There are few things in this day and age that bring people from both sides of the political aisle together in agreement. But one of the few things which does bring agreement is the need for school courses that teach students to become logical and critical thinkers.
Because few schools offer such classes, many students and parents are forced to navigate the critical thinking world on their own, and are able to do so quite successfully through the help of kid-friendly books like The Fallacy Detective, The Thinking Toolbox, and An Illustrated Book of Bad Arguments.
But there are a few schools which still offer critical thinking courses in the classroom, particularly through the likes of the International Baccalaureate’s “Theory of Knowledge” (TOK) course. Unfortunately, as Jay Mathews explains in a recent Washington Post article, even this rare course appears to be too difficult for the tastes of some.
According to Mathews, Jeremy Noonan taught the “Theory of Knowledge” course at a high school in Georgia. Noonan reports that although students found the course difficult, many liked it:
“[A]s they began to see how intriguing TOK was, attitudes improved and essay scores rose above global averages. ‘Parents regularly told me that they saw their children maturing into adult thinkers before their eyes,’ Noonan said. ‘Alumni described the advantages they had in college due to being able to argue well and think from different points of view.’”

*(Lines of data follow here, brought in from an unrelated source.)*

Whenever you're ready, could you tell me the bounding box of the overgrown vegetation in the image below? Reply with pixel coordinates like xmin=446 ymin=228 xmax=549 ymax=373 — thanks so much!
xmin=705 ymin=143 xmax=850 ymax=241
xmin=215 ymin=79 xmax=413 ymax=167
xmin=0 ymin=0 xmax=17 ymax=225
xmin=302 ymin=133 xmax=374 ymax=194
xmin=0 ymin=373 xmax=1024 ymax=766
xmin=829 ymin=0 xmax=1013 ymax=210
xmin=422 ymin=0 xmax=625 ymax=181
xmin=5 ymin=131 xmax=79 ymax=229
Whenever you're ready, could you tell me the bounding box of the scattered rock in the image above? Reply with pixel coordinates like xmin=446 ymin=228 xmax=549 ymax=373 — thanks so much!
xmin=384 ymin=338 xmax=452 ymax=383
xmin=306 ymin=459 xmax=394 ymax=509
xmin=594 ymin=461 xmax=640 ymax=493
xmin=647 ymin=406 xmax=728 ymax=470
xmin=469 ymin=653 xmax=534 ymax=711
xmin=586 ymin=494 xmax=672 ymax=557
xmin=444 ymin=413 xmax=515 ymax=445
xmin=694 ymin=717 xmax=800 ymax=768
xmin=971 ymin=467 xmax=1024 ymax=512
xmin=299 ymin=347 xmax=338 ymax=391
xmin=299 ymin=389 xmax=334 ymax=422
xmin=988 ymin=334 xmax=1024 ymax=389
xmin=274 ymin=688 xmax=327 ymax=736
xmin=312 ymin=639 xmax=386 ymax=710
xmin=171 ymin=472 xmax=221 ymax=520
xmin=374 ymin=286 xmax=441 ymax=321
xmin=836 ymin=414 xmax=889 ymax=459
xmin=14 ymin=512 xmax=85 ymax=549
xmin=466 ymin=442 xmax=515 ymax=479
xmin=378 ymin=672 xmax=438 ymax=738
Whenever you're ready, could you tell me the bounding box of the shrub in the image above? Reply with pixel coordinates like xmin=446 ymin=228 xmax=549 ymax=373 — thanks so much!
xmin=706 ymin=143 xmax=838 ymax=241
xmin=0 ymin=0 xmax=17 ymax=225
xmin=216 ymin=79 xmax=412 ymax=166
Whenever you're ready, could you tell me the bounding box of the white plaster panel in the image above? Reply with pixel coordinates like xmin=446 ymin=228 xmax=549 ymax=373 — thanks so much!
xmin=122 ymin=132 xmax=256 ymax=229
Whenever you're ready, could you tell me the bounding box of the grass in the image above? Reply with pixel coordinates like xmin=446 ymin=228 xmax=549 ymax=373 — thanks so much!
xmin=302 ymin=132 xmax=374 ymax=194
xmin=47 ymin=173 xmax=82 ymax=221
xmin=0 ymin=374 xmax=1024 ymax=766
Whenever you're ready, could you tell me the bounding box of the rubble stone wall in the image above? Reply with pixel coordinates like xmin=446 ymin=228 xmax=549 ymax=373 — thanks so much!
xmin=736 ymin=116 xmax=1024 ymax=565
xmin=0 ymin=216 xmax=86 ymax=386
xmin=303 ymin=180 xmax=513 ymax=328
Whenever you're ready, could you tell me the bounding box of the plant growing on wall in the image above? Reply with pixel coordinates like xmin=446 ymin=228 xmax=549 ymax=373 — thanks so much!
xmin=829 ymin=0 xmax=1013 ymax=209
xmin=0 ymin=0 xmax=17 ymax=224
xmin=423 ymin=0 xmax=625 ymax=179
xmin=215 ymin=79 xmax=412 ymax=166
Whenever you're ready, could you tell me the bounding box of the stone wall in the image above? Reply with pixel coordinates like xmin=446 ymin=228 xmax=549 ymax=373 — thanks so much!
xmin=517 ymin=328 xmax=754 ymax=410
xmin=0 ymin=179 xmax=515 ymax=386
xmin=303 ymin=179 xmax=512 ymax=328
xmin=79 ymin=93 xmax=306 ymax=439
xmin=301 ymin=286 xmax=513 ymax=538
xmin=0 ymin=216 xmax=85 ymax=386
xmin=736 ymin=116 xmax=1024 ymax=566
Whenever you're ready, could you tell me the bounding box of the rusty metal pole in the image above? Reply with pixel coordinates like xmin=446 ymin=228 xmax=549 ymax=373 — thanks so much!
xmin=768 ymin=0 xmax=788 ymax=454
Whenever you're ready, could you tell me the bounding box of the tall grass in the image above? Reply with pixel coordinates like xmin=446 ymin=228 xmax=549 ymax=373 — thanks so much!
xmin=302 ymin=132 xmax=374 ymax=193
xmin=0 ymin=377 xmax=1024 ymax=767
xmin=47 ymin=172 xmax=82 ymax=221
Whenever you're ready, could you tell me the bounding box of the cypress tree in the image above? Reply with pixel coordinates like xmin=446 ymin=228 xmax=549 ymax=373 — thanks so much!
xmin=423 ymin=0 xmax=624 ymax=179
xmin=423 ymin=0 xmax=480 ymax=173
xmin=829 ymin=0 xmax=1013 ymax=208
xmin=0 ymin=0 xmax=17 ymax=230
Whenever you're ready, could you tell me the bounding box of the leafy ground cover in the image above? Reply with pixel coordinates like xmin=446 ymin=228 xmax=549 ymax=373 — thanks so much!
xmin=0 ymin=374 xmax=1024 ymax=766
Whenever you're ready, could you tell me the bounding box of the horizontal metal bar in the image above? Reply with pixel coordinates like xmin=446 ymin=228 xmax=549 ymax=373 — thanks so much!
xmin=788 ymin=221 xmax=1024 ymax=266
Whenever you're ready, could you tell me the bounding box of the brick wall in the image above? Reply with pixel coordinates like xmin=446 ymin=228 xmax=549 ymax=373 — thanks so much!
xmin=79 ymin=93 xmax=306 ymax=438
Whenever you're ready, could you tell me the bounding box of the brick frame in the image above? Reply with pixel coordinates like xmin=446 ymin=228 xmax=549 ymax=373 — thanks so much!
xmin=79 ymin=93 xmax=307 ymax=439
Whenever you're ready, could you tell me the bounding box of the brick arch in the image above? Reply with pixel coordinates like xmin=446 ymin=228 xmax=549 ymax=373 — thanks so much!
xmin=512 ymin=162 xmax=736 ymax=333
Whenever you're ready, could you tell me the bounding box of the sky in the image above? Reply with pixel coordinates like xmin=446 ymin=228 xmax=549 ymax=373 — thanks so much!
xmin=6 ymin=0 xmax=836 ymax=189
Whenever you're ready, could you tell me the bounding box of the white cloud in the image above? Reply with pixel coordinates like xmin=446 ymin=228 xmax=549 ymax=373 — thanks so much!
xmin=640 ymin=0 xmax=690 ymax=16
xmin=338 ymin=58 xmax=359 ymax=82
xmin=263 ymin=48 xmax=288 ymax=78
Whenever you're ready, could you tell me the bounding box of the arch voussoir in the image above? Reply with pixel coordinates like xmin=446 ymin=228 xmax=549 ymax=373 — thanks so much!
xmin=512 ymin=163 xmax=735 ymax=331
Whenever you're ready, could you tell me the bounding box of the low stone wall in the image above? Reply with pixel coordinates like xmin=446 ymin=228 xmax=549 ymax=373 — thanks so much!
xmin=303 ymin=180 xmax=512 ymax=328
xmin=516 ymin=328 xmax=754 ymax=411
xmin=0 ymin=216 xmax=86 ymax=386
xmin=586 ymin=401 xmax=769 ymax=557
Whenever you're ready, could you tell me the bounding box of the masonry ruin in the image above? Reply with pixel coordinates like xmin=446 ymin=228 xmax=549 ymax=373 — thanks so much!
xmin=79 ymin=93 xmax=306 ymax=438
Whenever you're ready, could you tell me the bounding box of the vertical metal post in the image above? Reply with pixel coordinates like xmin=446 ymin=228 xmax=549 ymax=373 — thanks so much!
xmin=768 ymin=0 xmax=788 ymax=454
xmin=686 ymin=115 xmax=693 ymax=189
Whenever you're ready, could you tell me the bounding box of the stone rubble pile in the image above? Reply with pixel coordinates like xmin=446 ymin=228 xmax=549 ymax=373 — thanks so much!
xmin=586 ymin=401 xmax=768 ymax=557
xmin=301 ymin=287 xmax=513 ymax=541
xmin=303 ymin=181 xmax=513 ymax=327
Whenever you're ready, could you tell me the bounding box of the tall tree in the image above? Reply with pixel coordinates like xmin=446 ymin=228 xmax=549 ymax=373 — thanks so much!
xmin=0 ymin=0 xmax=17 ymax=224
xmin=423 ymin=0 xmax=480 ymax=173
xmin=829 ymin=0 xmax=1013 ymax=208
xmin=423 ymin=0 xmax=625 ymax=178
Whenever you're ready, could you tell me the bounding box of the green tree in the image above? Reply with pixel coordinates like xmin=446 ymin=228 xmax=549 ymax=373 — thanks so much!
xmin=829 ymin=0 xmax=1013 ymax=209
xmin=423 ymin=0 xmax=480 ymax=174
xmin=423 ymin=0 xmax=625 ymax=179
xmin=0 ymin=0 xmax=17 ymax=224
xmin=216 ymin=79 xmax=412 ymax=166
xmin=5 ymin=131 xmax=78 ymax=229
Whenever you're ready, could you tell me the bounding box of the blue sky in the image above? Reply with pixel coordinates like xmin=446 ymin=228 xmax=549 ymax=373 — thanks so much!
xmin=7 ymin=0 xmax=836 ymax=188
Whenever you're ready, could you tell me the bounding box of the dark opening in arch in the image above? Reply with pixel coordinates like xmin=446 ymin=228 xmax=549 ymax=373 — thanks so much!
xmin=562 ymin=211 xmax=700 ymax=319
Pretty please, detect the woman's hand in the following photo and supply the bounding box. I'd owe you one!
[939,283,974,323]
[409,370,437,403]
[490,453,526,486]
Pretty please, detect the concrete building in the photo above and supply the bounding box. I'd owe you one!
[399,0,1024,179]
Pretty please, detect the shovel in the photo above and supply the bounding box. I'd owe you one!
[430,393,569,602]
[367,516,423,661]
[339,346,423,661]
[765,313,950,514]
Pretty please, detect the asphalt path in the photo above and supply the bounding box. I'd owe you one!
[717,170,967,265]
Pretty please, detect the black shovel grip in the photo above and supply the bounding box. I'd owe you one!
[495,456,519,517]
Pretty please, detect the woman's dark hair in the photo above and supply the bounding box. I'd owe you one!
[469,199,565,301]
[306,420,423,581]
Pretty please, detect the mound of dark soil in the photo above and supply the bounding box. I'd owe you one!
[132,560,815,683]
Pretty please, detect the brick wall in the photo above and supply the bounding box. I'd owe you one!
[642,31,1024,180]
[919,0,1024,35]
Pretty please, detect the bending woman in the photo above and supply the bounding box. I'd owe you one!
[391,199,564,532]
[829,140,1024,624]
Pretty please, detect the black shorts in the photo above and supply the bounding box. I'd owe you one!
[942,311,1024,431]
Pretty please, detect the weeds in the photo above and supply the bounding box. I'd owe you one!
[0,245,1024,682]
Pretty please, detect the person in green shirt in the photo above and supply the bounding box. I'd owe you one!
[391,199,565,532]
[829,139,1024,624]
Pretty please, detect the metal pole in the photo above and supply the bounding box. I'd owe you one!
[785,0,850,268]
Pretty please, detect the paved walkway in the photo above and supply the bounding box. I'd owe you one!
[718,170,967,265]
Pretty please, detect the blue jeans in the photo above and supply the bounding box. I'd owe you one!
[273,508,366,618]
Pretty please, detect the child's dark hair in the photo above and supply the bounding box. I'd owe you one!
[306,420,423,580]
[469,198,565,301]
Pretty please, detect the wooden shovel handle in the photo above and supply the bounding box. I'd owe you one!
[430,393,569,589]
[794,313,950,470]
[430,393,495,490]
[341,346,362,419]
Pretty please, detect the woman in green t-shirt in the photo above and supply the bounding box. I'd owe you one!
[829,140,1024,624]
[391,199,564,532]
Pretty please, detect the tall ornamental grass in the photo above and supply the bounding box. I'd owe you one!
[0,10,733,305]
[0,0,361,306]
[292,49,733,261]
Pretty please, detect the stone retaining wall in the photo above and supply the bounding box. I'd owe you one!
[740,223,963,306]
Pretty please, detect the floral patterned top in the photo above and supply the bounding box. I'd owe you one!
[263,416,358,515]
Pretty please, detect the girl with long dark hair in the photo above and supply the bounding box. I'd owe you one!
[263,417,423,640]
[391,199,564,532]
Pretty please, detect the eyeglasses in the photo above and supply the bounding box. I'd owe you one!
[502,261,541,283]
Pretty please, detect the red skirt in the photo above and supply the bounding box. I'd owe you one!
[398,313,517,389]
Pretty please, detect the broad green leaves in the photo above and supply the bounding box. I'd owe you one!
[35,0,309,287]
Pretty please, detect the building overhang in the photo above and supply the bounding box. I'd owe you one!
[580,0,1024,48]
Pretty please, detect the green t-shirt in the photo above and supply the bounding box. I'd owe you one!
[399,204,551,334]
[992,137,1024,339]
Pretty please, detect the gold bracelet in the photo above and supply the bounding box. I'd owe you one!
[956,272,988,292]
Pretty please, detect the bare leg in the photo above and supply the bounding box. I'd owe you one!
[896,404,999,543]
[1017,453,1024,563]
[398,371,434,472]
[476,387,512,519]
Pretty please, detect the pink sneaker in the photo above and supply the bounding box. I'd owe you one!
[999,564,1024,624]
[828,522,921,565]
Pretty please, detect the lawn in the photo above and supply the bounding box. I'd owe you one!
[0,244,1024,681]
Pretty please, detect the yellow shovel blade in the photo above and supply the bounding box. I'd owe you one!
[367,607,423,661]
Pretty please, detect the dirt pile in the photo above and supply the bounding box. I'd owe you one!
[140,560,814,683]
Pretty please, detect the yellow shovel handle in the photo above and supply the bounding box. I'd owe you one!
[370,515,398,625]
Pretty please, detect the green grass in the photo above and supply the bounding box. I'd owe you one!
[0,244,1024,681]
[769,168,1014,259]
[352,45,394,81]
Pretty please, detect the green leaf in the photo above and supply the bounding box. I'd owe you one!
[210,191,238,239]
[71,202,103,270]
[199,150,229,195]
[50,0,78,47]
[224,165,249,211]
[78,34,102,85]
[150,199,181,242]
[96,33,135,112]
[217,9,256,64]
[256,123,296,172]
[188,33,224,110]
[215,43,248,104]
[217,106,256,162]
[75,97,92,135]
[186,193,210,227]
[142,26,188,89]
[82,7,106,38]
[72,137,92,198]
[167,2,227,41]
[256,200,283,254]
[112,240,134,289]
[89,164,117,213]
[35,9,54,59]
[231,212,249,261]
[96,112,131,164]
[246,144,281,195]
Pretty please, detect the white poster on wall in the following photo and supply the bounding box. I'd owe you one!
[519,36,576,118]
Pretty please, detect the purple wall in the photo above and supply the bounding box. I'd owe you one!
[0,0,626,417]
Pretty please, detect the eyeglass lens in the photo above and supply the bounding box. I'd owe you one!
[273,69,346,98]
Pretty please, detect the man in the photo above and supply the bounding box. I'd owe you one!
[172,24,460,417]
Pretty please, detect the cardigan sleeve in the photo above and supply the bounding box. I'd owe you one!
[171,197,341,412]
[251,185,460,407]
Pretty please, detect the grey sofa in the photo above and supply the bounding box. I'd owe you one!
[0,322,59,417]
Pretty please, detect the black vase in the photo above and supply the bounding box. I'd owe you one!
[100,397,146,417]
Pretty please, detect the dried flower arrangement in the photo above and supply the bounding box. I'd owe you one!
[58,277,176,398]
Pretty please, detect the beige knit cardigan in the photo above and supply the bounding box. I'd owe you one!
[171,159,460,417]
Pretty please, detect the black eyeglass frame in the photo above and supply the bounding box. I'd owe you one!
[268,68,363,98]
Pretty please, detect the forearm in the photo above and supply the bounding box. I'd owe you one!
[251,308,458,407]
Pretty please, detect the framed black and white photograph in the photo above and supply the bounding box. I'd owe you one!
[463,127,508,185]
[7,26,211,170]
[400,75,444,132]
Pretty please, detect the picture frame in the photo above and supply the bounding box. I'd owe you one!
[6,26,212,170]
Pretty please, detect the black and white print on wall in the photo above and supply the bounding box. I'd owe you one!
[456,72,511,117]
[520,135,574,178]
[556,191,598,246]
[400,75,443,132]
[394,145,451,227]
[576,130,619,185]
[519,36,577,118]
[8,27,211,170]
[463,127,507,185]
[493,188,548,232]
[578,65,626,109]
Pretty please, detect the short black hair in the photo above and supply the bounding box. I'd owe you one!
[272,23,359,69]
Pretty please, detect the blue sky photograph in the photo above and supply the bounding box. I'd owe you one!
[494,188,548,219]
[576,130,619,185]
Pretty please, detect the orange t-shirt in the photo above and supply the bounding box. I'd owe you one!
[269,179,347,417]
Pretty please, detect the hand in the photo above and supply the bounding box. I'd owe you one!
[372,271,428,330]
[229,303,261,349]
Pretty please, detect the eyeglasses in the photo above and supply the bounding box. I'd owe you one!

After several years of this success, however, the school’s principal asked Noonan to “make it easier,” presumably to boost enrollment in higher level classes. When Noonan refused, the principal replaced him with a less demanding teacher. The results were predictable:
“Noonan said some students told him that TOK had become ‘the course where you go to catch up on work from your other classes.’
Noonan had assigned several graded essays each year. He said the new teacher assigned none. Noonan said his principal told him that at a regional meeting of IB principals, it was agreed that TOK should be easy and not treated as a serious course.”
In his famous work, The Abolition of Man, C.S. Lewis declared:
“The right defence against false sentiments is to inculcate just sentiments. By starving the sensibility of our pupils we only make them easier prey to the propagandist when he comes. For famished nature will be avenged and a hard heart is no infallible protection against a soft head.”
Given the above scenario, one has to wonder if we are starving our students not only in the failure to offer critical thinking and logic courses, but also in the failure to make them genuinely challenging. If so, is the latter problem the greater sin? Will students be all the more likely to fall prey to propaganda if they think they have effective weapons to combat it, when in fact they have nothing more than an inflated opinion of their own critical thinking skills?